Der bis zu dieser Etappe seit 14 Tagen in Gelb fahrende Franzose Julien Alaphilippe hatte am Aufstieg zum Col de l’Iseran eine kurze Schwächephase und hatte gerade zur Aufholjagd angesetzt, als der Rennabbruch kam. Der zu diesem Zeitpunkt in der Etappe führend Kolumbianer Egan Bernal wurde als Etappengewinner gewertet und da er zu diesem Zeitpunkt rund 2 Minuten Vorsprung auf Alaphilippe hatte, übernahm er damit auch „kampflos“ die Gesamtwertung der Tour. Tragisch für Alaphilippe, glücklich für Bernal und spektakulär für die Zuschauer.
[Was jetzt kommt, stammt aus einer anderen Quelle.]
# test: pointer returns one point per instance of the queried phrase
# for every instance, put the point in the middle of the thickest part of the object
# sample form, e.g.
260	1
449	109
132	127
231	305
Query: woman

Nur zwei Tage vor der Fahrt in den Wintereinbruch, hatte das Fahrerfeld noch bei Temperaturen von 40 Grad und mehr die körperlichen und geistigen Extreme ausgetestet – und angesichts der absolut extremen Bedingungen zwischen Extremhitze und Wintereinbruch bot diese Tour tatsächlich alles. Stürze, Aufgabe vieler Topfahrer, Ausschlüsse wegen „unsportlichen Verhaltens“ und, schön, kein Dopingskandal. Angesichts der extremen Belastungen, denen die Fahrer während dieser drei Wochen dauernden und rund 3500 km langen Radtour ausgesetzt sind, stellt sich die Frage, ob der Radsport inzwischen „sauber“ ist oder ob die Teams einfach nur bessere Methoden gefunden haben, die Einnahme leistungssteigernder Präparate zu vertuschen.

Wie dem auch sei, die seltsame Art und Weise, wie die diesjährige Tour de France entschieden wurde, zeigte auch dem großen Entertainment-Zirkus seine Grenzen auf. Man kann eben doch nicht alles managen und selbst die beste Organisation ist nicht gegen die Naturgewalten gefeit. Glückwunsch an den jungen Sieger Egan Bernal, der erste Kolumbianer, der die Tour de France gewinnen kann, Glückwunsch an die Organisatoren, die am Ende die Sicherheit der Fahrer in den Vordergrund gestellt haben und Glückwunsch an alle Fahrer, die es bis nach Paris geschafft haben!